The family moved to Pittsburg in 1880, where she began her career in journalism. Female writers of the day generally took a pen name so her editor decided she would write under the pen name of “Nellie Bly”. This was not satisfactory work for Bly, so at the age of 21, she traveled to Mexico, sending back dispatches on people, how they lived, their customs, food, etc. She returned to Pittsburg.
Later she went to New York, where she talked her way into the offices of Joseph Pulitzer’s paper, The New York World. There she was given an undercover assignment to feign insanity to investigate reports of brutality and neglect at the women’s Lunatic Asylum on Blackwell’s Island. Committed to the asylum, Bly experienced its conditions firsthand.
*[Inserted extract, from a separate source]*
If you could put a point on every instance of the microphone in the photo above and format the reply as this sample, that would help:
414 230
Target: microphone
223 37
After 10 days, Bly was released from the asylum at the request of the World.
At 23 years of age, she began to pioneer a new kind of undercover investigative reporting that her peers called “stunt reporting”. The peak of Nellie Bly’s career probably came when she attempted to surpass the fiction record of Phineas Fogg, set forth in the novel, “Around the World in 80 Days”, which she accomplished in 72 days, 6 hours and 11 minutes.
She married at the age of 30. She retired from journalism and became president of Iron Clad Manufacturing, which made steel containers such as milk cans and boilers. Bly died of pneumonia at St. Mark’s Hospital in New York City in 1922 at the age of 57. Several plays, books, and television movies and comic books have been based on her life. Jerry Siegel used her as a model for the type of reporter he wanted Lois Lane to be.